NEW YORK.- The Jewish Museum is celebrating its 100th anniversary. Established in 1904 as part of the Jewish Theological Seminary, the museum has been challenging the status quo since the beginning. For Joan Rosenbaum, the museum’s director since 1981, the search for identity, which has become so fashionable, has always been part of the Jewish Museum. As she and her curators look ahead, she said, they find it impossible not to be affected by world events, namely the rise of anti-Semitism throughout the world and the chaos in Israel. "Everyone feels it tremendously," she said.
Assimilated Jews in Europe and the United States were interested in making a break with the ghetto without losing their heritage. The founders wanted to examine Jewish culture "scientifically," by removing the Torah and other religious artifacts from synagogues and putting them in museums. This would also, they thought, help to combat anti-Semitism by demystifying Jewish ritual and history. The museum opened on January 20, 1904 as part of The Jewish Theological Seminary of America, on Manhattan’s Upper West Side, and moved to its current site in 1947.
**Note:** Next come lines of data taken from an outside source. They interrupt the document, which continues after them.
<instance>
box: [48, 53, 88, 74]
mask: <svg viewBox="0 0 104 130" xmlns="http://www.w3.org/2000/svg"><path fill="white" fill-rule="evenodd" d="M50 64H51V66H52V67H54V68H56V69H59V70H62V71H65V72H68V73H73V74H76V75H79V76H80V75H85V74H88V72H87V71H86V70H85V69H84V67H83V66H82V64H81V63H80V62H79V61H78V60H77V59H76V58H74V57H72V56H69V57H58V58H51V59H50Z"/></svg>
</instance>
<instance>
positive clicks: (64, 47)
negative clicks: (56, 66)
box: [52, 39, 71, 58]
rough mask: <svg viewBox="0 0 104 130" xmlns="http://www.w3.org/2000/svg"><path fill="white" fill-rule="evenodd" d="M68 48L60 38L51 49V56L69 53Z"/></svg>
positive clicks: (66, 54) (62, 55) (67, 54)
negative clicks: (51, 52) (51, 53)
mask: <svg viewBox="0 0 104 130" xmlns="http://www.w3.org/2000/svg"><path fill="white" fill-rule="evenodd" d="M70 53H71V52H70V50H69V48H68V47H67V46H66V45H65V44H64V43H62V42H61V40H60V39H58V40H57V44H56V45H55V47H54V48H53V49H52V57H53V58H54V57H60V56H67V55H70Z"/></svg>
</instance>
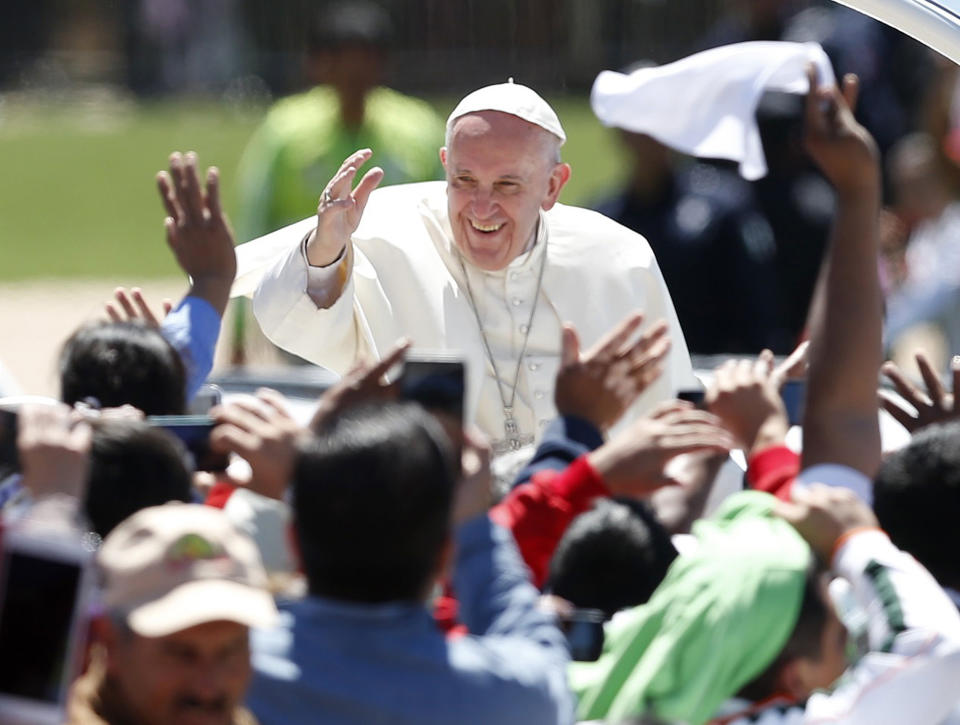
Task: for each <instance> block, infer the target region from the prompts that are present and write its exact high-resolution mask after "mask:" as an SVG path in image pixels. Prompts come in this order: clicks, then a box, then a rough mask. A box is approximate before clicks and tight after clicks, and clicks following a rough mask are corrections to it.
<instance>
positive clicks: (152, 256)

The museum’s exhibits have reflected world-acclaimed art and novelties such as psychoanalysis, created by Sigmund Freud, an Austrian Jew, and the paintings of Arnold Schoenberg, another Jewish Austrian better known for his 12-tone method of musical composition. In its permanent exhibition, "Culture and Continuity: The Jewish Journey," whose reinstallation was completed last year, the museum, at Fifth Avenue and 92nd Street, offers a wide-ranging dissertation on 4,000 years of Jewish life. Yet the museum has also attracted attention for upsetting its primary constituency with exhibitions like "Mirroring Evil: Nazi Imagery/Recent Art." That 2002 exhibition infuriated some people, who thought that the Holocaust was trivialized by pieces like "Giftgas Giftset," a 1998 work by the American artist Tom Sachs, which included cardboard gas canisters festooned with Chanel and Tiffany logos.
As part of the centennial celebration, artist Tony Kushner will read his work "It’s an Undoing World, or Why Should It Be Easy When It Can Be Hard?" Other centennial exhibitions include a laser installation by Shimon Attie in collaboration with Norman Ballard, the photographs of Lotte Jacobi (Feb. 6-April 11), the art of Modigliani (May 21-Sept. 19) and a celebration of Friedl Dicker-Brandeis, a Bauhaus-trained artist who gave art instruction to children in the Terezin concentration camp (Sept. 10-Jan. 9).
As The Jewish Museum enters its second century, it continues to redefine the Jewish heritage in such projects as a centennial exhibit of American art linked to the Jewish experience and an annual film festival presented at the Lincoln Center for the Performing Arts. Admission will be free today, Saturday and Sunday.